A shady government installation is up to no good. Flashlights form visible beams in the misty night air and kids ride around on their bikes trying to solve a supernatural mystery while the adults run around hopelessly clueless.

Sound familiar? It should, because those are the necessary ingredients for the early works of Steven Spielberg and Stephen King, particularly the ones that came to define the popular cinematic and literary culture of the 1980s.

As it so happens, “Stranger Things” — a new Netflix series whose complete first season consisting eight episodes debuted July 15 — is like the love child that Spielberg and King never had. Created by the Duffer Brothers (“Wayward Pines”), the show is a delightfully retro mixture of “E.T.,” “The Goonies,” “Poltergeist,” “IT,” “The Mist,” “Firestarter” and a little bit of “Carrie” thrown in for good measure.

Set in November of 1983, the series takes place in the small Midwestern town of Hawkins, Indiana.
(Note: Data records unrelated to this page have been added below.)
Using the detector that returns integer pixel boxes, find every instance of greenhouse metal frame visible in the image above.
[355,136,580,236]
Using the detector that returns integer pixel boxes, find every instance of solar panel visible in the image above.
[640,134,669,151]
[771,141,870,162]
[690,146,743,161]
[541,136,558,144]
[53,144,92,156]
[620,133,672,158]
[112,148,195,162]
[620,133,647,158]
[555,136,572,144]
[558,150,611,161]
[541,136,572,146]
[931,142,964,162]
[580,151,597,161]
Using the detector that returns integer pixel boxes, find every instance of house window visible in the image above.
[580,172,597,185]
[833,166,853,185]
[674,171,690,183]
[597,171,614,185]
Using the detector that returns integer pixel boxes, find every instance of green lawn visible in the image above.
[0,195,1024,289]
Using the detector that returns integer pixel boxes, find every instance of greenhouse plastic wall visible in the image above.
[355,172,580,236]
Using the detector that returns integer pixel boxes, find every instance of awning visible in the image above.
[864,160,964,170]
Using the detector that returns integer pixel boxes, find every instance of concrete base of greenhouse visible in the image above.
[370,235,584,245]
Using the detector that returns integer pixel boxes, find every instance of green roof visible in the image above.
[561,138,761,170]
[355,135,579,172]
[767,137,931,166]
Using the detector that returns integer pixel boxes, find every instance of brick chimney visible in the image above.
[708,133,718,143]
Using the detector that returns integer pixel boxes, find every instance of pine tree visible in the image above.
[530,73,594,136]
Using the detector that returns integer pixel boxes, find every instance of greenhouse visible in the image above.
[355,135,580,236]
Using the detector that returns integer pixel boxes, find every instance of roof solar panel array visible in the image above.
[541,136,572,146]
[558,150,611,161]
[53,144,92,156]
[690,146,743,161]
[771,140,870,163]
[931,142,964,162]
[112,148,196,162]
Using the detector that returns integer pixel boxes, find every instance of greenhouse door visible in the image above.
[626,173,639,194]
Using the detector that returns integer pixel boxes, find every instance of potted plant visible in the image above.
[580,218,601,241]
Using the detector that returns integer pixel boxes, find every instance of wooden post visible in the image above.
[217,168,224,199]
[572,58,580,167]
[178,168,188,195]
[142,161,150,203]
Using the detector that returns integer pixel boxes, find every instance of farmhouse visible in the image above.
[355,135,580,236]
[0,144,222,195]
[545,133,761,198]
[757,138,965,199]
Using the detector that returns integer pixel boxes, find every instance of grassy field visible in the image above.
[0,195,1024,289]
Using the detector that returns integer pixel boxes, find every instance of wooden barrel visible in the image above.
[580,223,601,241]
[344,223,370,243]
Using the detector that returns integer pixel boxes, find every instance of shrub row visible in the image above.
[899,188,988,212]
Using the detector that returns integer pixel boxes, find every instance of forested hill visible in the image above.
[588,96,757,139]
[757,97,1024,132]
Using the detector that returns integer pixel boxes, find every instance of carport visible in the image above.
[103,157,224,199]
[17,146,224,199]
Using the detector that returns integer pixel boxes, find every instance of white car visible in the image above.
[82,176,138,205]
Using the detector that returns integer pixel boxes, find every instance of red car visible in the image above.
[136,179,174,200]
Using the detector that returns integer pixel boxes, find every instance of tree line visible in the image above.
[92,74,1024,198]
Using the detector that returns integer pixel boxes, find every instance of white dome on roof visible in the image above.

From the opening scene, we see that something sinister is going on at the U.S. Department of Energy backed Hawkins National Laboratory. Score one for King.

Then we transition to a bunch of adorable middle school boys (akin to “E.T.”’s Elliot or “Super 8”’s Joe Lamb) playing Dungeons & Dragons, a poster of John Carpenter’s “The Thing” expertly hiding in the background as an ominous foreshadowing of things to come.

When one of them, Will Byers, goes missing, the town is placed at odds with a top secret government project attempting to cover up their tracks. Matthew Modine shines as Dr. Martin Brenner, the leader of the project that experimented with LSD and mind control to fight the Russians.

Winona Ryder plays Will’s mother, Joyce, a divorcee raising two boys on her own while her no-good-ex lives with his new and younger girlfriend. Score one for Spielberg. Ryder’s performance could be the indication of a meteoric comeback and conjures up memories of Melinda Dillon in “Close Encounters of The Third Kind;” it’s one of desperate grief over her son’s disappearance, which leads her to do some interesting things involving a slew of Christmas lights so that she can communicate with Will, similar to what the family does in “Poltergeist.”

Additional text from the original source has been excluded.